I'd actually quite like a metal/leather one. And no, a case/protector just
isn't the same.

Do people here remember the Nokias where you could buy different facias,
backs, etc - They kinda separated the case in that way which I thought was a
step forward. And if the facia gets scratched you just bought a new one and
slotted it in.

------
jrockway
Please, HTC, no more ad-libbing your own user interfaces They suck and are
hard to remove. We all call it nonSense for a reason. Stick to making
hardware, and let Google handle the software. It's cheaper and your users will
be happier. (Just once I would like to buy a phone that I don't have to
reflash as soon as I bring it home. Should have gotten an N1, I guess.)
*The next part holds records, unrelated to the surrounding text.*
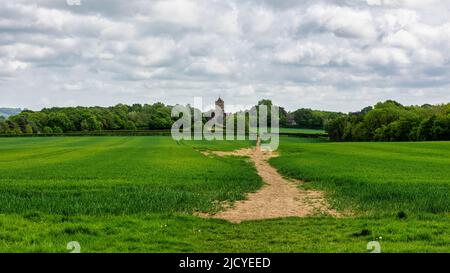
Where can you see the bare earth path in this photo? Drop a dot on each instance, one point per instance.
(278, 198)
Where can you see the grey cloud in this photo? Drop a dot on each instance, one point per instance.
(337, 55)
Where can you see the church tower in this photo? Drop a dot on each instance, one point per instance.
(220, 104)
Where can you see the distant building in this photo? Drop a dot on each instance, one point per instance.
(220, 104)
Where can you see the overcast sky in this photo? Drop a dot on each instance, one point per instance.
(333, 55)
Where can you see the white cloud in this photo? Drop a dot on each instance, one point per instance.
(338, 55)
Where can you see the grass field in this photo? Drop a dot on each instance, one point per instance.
(377, 178)
(138, 194)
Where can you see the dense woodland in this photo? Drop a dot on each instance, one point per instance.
(391, 121)
(386, 121)
(122, 117)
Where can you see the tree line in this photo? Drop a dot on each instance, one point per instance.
(83, 119)
(391, 121)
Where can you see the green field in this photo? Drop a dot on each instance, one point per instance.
(138, 194)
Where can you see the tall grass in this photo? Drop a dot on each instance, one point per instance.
(379, 178)
(118, 175)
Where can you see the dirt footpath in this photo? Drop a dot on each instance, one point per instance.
(278, 198)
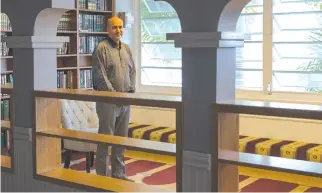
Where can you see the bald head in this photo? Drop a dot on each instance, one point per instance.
(115, 28)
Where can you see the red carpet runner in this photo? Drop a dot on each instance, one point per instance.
(164, 175)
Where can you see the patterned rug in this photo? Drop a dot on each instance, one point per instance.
(164, 175)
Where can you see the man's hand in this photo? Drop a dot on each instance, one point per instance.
(131, 91)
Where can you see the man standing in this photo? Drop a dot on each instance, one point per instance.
(113, 70)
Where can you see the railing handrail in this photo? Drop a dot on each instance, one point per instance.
(140, 99)
(289, 110)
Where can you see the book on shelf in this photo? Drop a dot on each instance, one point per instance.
(64, 50)
(5, 109)
(4, 48)
(65, 22)
(65, 79)
(5, 23)
(91, 22)
(100, 5)
(86, 78)
(87, 44)
(6, 79)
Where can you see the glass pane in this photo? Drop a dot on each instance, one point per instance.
(161, 77)
(288, 50)
(158, 6)
(298, 82)
(250, 52)
(164, 51)
(249, 80)
(161, 26)
(297, 45)
(251, 26)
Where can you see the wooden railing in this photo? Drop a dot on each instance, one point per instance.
(7, 160)
(48, 135)
(227, 158)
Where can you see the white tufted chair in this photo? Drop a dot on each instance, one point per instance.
(81, 116)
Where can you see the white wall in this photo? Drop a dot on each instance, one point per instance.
(258, 126)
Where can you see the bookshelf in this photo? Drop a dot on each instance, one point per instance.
(85, 25)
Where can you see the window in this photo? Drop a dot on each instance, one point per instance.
(295, 39)
(297, 45)
(160, 60)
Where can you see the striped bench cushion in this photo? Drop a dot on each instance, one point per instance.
(281, 148)
(255, 145)
(153, 133)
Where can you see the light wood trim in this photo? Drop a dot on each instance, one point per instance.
(5, 161)
(6, 89)
(289, 110)
(129, 143)
(5, 125)
(279, 164)
(99, 182)
(46, 151)
(139, 99)
(228, 137)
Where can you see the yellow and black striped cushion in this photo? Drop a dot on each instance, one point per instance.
(154, 133)
(281, 148)
(263, 146)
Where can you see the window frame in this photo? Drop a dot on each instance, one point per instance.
(267, 94)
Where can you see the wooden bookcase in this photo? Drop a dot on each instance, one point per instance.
(85, 25)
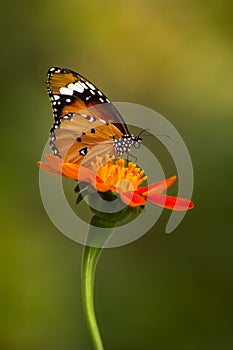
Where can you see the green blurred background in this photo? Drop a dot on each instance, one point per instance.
(163, 292)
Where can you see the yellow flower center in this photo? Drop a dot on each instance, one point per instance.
(114, 172)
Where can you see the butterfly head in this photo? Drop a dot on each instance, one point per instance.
(123, 145)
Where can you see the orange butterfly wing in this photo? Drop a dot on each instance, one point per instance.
(69, 92)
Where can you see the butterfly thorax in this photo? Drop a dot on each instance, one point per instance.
(123, 145)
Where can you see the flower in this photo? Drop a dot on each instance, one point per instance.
(113, 175)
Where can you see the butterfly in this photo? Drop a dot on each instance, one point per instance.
(86, 123)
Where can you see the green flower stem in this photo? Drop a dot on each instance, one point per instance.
(90, 258)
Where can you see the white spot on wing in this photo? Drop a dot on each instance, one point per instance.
(83, 85)
(76, 87)
(90, 85)
(66, 91)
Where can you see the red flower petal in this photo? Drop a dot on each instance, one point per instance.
(169, 202)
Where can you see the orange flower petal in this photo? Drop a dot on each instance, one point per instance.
(131, 198)
(169, 202)
(102, 187)
(54, 165)
(157, 187)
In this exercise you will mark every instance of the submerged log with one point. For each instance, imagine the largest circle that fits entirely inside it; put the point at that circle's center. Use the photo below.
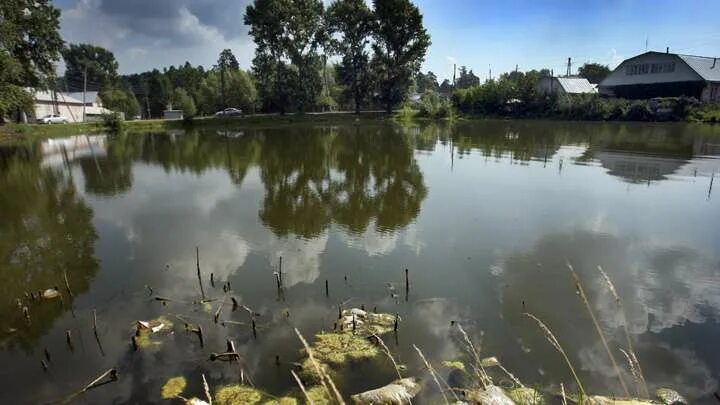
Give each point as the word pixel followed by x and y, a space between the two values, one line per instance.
pixel 396 393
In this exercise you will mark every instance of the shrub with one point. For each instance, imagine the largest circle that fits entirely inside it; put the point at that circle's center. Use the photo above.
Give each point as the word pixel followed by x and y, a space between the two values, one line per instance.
pixel 432 105
pixel 113 122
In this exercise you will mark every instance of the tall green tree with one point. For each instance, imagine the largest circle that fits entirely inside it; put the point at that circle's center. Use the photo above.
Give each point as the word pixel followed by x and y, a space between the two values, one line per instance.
pixel 287 31
pixel 266 20
pixel 425 82
pixel 159 92
pixel 400 45
pixel 466 79
pixel 122 100
pixel 181 100
pixel 226 62
pixel 350 24
pixel 30 44
pixel 100 63
pixel 594 72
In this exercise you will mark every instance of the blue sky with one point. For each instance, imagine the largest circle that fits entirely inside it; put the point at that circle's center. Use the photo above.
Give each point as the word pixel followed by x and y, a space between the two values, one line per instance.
pixel 480 34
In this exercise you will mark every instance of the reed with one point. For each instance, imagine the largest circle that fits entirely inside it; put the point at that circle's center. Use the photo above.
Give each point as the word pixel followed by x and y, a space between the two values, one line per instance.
pixel 635 368
pixel 433 374
pixel 485 380
pixel 302 387
pixel 554 342
pixel 387 353
pixel 324 377
pixel 583 297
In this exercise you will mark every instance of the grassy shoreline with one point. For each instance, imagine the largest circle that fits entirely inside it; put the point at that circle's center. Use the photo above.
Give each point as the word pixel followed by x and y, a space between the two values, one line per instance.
pixel 14 133
pixel 21 133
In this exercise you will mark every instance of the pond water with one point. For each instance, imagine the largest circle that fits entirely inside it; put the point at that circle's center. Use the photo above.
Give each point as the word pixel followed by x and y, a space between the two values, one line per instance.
pixel 484 215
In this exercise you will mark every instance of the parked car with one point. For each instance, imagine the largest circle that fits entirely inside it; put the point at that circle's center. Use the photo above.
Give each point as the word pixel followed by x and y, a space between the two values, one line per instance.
pixel 53 119
pixel 229 112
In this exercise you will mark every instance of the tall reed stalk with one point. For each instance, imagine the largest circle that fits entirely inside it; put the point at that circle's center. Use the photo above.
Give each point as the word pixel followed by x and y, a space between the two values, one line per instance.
pixel 554 342
pixel 630 355
pixel 485 380
pixel 584 299
pixel 324 377
pixel 433 374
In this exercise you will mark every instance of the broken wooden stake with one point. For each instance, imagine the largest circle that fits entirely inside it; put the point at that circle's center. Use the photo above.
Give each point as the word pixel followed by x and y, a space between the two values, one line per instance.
pixel 68 338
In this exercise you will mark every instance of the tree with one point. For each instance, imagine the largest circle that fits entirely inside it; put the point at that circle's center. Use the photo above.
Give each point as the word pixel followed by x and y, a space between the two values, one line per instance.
pixel 425 82
pixel 182 101
pixel 594 72
pixel 266 19
pixel 100 63
pixel 446 87
pixel 400 45
pixel 466 79
pixel 122 100
pixel 30 44
pixel 226 61
pixel 159 92
pixel 352 22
Hardware-wise, this concept is not too compelling. Needs physical buttons.
Needs the trackball. I don't want to pay for stereo sound or the ability to
turn into an alarm clock. Give me battery life and a higher-res screen
instead. I don't want gimmicks, I want a solid phone that always works and
doesn't get in my way.

I agree that they should make their "premium" phones out of metal, though. I
think Apple is leading the way here (with a metal case and a very high-res
screen), and that HTC is just going to copy. But that's fine, an Android-based
iPhone 4 clone with WiMax will be phenomenal.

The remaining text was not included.